Looking around the room, I sense the warmth created by the stacks of books, the space heater puffing out breaths of warm air, and the juxtaposition created by the rain dirpping down the windows. People move about the small room, content in a space that feels like home, assured gaits and glances around the room. I bring my attention to Jacuqes, who sits in front of me, a middle aged man with an easy manner. “My oldest daughter is 11 and she has taken the 5th grade version of [OWL]”, he tells me. Later, I am surprised when he returns to his daughter’s experience in OWL in the conversation. He tells me that “one of the interesting developments since his daughter has gone through the 5th grade OWL is she’s been starting to question whether her gender identity lines up with her biology, which is interesting”. His face fills with pride and warmth for his daughter and for OWL as he shares that he’s “thankful that she’s in an environment in which she feels like she can talk about [it] and she can reach out to [him] about it, since [he] has so many trans friends who have been completely ostracized by their own family members for the journeys they’ve decided to make”.1

one of the interesting developments since his daughter has gone through the 5th grade OWL is she’s been starting to question whether her gender identity lines up with her biology.

Each child’s experience in OWL is different. While Jacques’s daughter learned about her gender identity, another church member’s daughter learned about her sexuality. While talking to this church member, Polly, about her daughter, she said that her daughter “came out as ‘sexual’ when she finally came out”. Polly and her partner asked their daughter, “do you identify as lesbian, or bisexual, or heterosexual, and she said ‘oh mom, that’s so old fashioned’”. One thing that Polly loves about OWL is that she sees OWL as planting seeds about sexuality. “We didn’t know what [seeds] for them would plant, what seeds of accurate information about sexuality it would implant, because you don’t know what they’re ready for at that time, and what they’ll need the next minute or two years from now or never”. For Polly, OWL was a positive experience because it allowed her kids to learn about positive sexuality and take what they needed from it. 2

Her daughter came out as "sexual" when she finally came out.

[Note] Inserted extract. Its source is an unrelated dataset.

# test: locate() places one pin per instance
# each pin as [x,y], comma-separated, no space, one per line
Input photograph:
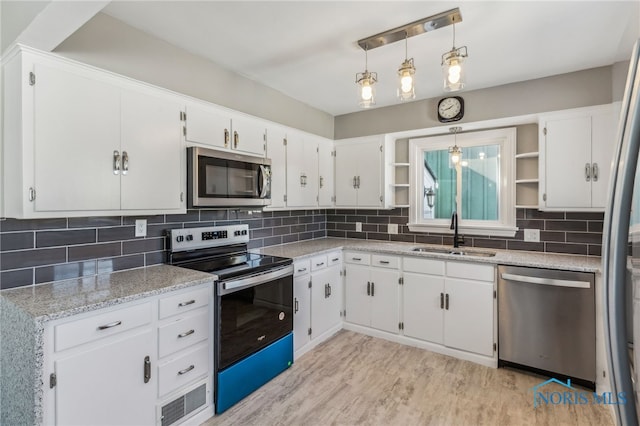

As a lesbian mom, Polly went through the older version of OWL at the UU church that she grew up at, and discovered her own sexuality through this class. “It was just being presented to us like… this is totally normal, just like we’re talking about divorce […] it didn’t even seem strange that we were talking about it, it was just like… this is what we’re talking about, homosexuality that day and there were photos of two men […] and I remember my eyes were popping out of my head because I had not seen anything at that point, I hadn’t read anything, I hadn’t looked in the library for any sources, I have not had anything, and here was just put in front of me, and it’s like “oh, this is what this all is, and this is what I probably am”. For Polly, the fact that her church accepted her was important to her acceptance of herself, and she was able to live her life without questioning if it was right or wrong to her faith community.3

Polly also had a lot of fun with the assignments her kids brought home for their OWL class. “One of the assignments was to go buy condoms. And I had never bought a condom at the drug store myself, ever. It was quite fun, we were just amazed, you know, looking at all of these varieties, and lubricants and textures and packaging, and then it was like “and now what do we do with them?” Now this lesbian household, this 8th grader owns these condoms, so we used them for various things, we blew them up like balloons, we practiced putting them on bananas, we just had kind of fun with them.”4

Now this lesbian household, this 8th grader owns these condoms, so we used them for various things, we blew them up like balloons, we practiced putting them on bananas, we just had kind of fun with them.

  1. Jacques Capesius, Interview With Emily Perlman, April 24, 2016.

  2. Polly Talen, Interview With Emily Perlman, April 24, 2016.

  3. Polly Talen, Interview With Emily Perlman, April 24, 2016.

  4. Polly Talen, Interview With Emily Perlman, April 24, 2016.